Delta Live Tables (DLT) in Databricks

Delta Live Tables (DLT) in Databricks is a framework for building reliable, scalable, and simple data pipelines. It is built on top of Delta Lake and simplifies creating, managing, and monitoring data pipelines.

Key Features of Delta Live Tables

Declarative Pipeline Development: Define transformations in a declarative way. Databricks manages dependencies and execution optimizations.

from pyspark.sql.functions import col

@dlt.table
def clean_data():
    return spark.read("path/to/raw_data").filter(col("age") > 18)
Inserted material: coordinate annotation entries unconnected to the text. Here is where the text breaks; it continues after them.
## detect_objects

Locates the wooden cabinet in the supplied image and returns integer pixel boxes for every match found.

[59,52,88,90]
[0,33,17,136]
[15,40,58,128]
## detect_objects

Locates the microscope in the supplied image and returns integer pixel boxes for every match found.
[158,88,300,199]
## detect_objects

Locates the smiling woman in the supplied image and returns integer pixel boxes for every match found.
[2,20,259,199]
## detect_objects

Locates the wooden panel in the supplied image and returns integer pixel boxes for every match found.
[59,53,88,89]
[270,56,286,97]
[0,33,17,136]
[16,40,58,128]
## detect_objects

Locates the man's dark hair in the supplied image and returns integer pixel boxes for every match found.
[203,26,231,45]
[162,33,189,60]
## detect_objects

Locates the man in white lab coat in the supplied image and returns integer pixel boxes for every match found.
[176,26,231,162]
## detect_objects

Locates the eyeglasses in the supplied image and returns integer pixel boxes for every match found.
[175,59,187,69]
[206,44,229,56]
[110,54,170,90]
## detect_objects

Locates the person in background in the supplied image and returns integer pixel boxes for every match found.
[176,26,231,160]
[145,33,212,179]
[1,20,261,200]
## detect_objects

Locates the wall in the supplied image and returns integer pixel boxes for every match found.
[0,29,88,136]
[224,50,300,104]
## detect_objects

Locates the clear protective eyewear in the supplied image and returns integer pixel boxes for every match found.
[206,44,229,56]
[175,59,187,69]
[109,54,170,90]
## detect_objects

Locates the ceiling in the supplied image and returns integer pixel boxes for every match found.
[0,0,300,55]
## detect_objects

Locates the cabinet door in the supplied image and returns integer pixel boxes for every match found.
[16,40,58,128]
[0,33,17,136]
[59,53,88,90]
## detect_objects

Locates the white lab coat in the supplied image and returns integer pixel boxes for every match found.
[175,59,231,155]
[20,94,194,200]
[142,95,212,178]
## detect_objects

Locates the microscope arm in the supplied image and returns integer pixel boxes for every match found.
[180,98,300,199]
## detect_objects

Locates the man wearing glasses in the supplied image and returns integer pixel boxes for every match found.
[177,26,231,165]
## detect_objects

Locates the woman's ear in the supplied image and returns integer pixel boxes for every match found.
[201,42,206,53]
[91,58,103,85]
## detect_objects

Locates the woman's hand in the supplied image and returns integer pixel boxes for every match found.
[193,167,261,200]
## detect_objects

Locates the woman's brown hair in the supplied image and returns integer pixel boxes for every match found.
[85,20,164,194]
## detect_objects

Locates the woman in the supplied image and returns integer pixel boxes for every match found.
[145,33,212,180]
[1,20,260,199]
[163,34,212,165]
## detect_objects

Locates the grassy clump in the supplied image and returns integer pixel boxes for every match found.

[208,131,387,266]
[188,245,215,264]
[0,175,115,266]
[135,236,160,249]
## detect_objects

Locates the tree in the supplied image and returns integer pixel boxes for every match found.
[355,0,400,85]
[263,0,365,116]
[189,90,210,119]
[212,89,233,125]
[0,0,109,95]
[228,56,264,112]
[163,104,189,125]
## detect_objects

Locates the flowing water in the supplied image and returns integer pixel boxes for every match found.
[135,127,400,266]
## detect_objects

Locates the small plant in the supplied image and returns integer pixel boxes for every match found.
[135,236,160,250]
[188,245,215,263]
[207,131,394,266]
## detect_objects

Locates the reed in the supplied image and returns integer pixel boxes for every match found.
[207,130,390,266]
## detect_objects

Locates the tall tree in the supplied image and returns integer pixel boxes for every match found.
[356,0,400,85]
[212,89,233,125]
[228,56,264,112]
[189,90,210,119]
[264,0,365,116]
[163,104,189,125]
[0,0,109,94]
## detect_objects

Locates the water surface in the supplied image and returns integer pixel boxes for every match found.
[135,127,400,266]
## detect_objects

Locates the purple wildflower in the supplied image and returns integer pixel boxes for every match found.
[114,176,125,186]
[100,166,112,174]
Managed Pipelines: DLT handles the entire lifecycle of a pipeline, including monitoring, failure handling, and data lineage tracking.
Incremental Data Processing: Supports incremental processing of new data, improving efficiency, especially for streaming workloads.

Automatic Data Quality Checks: Define data quality constraints to ensure that only valid data enters the pipeline.

@dlt.expect("valid_age", "age > 0")
def clean_data():
    return spark.read("path/to/raw_data").filter(col("age") > 18)

Delta Lake Integration: Since DLT is built on Delta Lake, it benefits from Delta's ACID transactions, time travel, and schema enforcement.
Pipeline Monitoring and Observability: Built-in tools provide visibility into the health and performance of the pipeline.
Batch and Streaming Support: DLT supports both batch and streaming data sources, providing flexibility in how data is processed.
Ease of Use: The declarative syntax simplifies the creation of ETL pipelines by abstracting away much of the complex orchestration.

Example Pipeline Workflow

import dlt
from pyspark.sql.functions import *

# Ingest raw data
@dlt.table
def raw_data():
    return spark.read("path/to/raw_data")

# Clean data by filtering invalid rows
@dlt.table
def clean_data():
    return dlt.read("raw_data").filter(col("age") > 18)

# Aggregate the cleaned data
@dlt.table
def aggregated_data():
    return dlt.read("clean_data").groupBy("country").agg(count("*").alias("user_count"))

Use Cases for Delta Live Tables

ETL Pipelines: Automate data ingestion, transformation, and output for analytics or machine learning.
Data Quality Enforcement: Enforce rules to ensure only clean and valid data is processed.
Real-Time Streaming: Handle real-time data ingestion for immediate processing and analytics.
Simplified Data Pipelines: Reduce manual operational overhead with automatic dependency management and optimizations.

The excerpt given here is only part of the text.